5 Responses to “Simple Living”

  1. 1
    mac jordan:

    We haven’t sent festering cards in years - people know that we don’t, don’t send them to us, and are not offended.

    Also, we don’t buy gifts for people - I’d much rather buy somebody something they wanted, and give it to them as a surprise when they’re not expecting it. Hate hate hate the “duty” of christmas gifts. Hate hate hate the whole commercialism of the thing.

  2. 2
    Sharon J:

    I’m like mac jordan, I hate the pressure of buying gifts at a certain time of year and would much rather just give something because I saw/made something that made me think of them. Receiving such gifts makes me much happier than a whole bundle of stuff at Christmas that was bought without thought and that I really don’t want, too.

    Lovely list :)

  3. 3
    Ackers:

    I hate it all too but secretly do really enjoy giving people nice things. My pact will be the same as last year to only give gifts from charity shops or my own homemade wares (chutneys, biscuits, cakes, curds). I like the challenge of saying to family members ‘We are only allowed to spend £2′ on one another.

    For the first time in a decade we have very gently stated that we would like to not have any Christmas visitors to stay. This will hugely reduce spending and stress as each year we have fed and watered our parents and siblings. I think we’re both looking forward to a very simple winter festival of just celebrating another year gone, time off work and children spending cosy times in with their nearest and dearest.

  4. 4
    dottyspots:

    I don’t tend to send cards unless it’s to people I very rarely see and then they’re more a letter catching up (e.g. to family in America etc) I certainly don’t have a problem with not receiving cards.
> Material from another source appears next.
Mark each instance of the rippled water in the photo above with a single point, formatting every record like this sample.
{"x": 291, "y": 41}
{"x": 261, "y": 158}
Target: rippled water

    I tend to make presents and again this is for people who I know appreciate handmade things, e.g. a woven purse for my mother. Luckily my friends are all pretty similar in their attitude towards this and one has asked that people knit scarves for her to take down to the women’s refuge her friend runs (if anyone wants details for sending her a scarf, please get in touch). My friend bakes the most wonderful cakes, so gifts from her are always appreciated :0) She’s having a handmade Christmas this year too.

    In 13 years of dh and I being together we’ve only twice had someone over, once was my mother (the first year or two of our relationship) and the second one of dh’s oldest friends who had recently broke up from his partner and didn’t want to go to his parents and didn’t want to spend the time alone (although it was never stated, but we knew that was the case).

    I think it can be such a stressful time and so much pressure is put on people and I just don’t see the point of that.

  5. 5
    Treemama:

    Just found you. Thanks for this reminder. I too loved the Simple Living website and have not been there for awhile.

    We’re doing a handmade Christmas this year, minus a few exceptions. No, I cannot make a digital kid camera for my daughter, but if it makes her leave mine alone, well okay, it’s worth it.

    Haven’t decided on the cards yet, but being it’s December 5th, we may not be doing it.